SplatSuRe: Selective Super-Resolution for Multi-view Consistent 3D Gaussian Splatting
Pranav Asthana, Alex Hanson, Allen Tu, Tom Goldstein, Matthias Zwicker, Amitabh Varshney
TL;DR
SplatSuRe tackles the problem of generating high-resolution, multi-view-consistent renders from low-resolution inputs in 3D Gaussian Splatting. It introduces a geometry-aware, selective SR framework that computes a per-Gaussian fidelity score and per-view weight maps to constrain SR supervision to undersampled regions, thereby avoiding view-inconsistent artifacts. The method couples LR supervision with selectively weighted SR losses and demonstrates state-of-the-art performance across major datasets, with notable gains in foreground detail and cross-view consistency.
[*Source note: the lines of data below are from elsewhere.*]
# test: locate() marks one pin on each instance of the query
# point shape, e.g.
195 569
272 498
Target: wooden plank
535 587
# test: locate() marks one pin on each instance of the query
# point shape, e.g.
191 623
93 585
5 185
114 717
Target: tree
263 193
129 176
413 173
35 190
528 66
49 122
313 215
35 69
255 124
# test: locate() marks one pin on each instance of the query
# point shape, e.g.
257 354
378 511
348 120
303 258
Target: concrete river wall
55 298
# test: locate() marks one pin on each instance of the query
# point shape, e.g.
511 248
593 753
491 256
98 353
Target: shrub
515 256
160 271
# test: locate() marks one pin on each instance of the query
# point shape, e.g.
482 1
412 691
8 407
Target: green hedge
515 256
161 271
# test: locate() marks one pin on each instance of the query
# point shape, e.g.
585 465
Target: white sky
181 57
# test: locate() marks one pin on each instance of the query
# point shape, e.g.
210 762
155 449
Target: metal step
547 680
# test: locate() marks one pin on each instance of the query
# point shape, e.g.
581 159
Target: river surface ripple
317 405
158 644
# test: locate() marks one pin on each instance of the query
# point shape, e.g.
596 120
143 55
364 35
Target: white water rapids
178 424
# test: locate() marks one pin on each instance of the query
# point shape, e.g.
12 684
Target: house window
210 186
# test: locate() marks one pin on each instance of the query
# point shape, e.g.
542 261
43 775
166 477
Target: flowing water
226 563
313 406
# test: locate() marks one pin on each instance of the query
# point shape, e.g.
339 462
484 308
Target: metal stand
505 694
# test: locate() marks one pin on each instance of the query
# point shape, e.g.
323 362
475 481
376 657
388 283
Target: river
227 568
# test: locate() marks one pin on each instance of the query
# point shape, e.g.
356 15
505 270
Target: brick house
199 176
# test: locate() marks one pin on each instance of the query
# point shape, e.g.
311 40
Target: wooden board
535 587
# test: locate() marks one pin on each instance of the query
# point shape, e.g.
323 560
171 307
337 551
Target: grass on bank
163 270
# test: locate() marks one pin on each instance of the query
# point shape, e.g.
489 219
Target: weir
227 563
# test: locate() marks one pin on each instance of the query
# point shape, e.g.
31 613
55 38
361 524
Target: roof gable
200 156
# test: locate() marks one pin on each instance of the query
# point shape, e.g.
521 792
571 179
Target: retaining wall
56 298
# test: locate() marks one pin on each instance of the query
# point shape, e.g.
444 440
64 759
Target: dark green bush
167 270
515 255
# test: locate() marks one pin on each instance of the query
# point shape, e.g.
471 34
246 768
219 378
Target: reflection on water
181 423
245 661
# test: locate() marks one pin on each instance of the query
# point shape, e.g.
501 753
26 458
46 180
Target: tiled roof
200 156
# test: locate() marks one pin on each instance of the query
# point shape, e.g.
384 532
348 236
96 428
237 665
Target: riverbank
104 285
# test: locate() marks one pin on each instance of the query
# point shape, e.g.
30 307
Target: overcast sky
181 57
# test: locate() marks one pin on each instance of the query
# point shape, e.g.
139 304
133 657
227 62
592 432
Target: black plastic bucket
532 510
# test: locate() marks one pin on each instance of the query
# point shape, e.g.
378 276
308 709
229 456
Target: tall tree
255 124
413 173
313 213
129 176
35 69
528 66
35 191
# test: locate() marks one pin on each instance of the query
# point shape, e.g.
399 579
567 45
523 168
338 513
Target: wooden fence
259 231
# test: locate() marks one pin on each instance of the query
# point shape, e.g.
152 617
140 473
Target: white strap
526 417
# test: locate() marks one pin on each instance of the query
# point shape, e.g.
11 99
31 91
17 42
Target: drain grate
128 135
This selective approach enables sharper, more realistic renders without compromising the underlying 3DGS pipeline or requiring additional neural components.
Abstract
3D Gaussian Splatting (3DGS) enables high-quality novel view synthesis, motivating interest in generating higher-resolution renders than those available during training. A natural strategy is to apply super-resolution (SR) to low-resolution (LR) input views, but independently enhancing each image introduces multi-view inconsistencies, leading to blurry renders. Prior methods attempt to mitigate these inconsistencies through learned neural components, temporally consistent video priors, or joint optimization on LR and SR views, but all uniformly apply SR across every image. In contrast, our key insight is that close-up LR views may contain high-frequency information for regions also captured in more distant views, and that we can use the camera pose relative to scene geometry to inform where to add SR content. Building from this insight, we propose SplatSuRe, a method that selectively applies SR content only in undersampled regions lacking high-frequency supervision, yielding sharper and more consistent results. Across Tanks & Temples, Deep Blending and Mip-NeRF 360, our approach surpasses baselines in both fidelity and perceptual quality. Notably, our gains are most significant in localized foreground regions where higher detail is desired.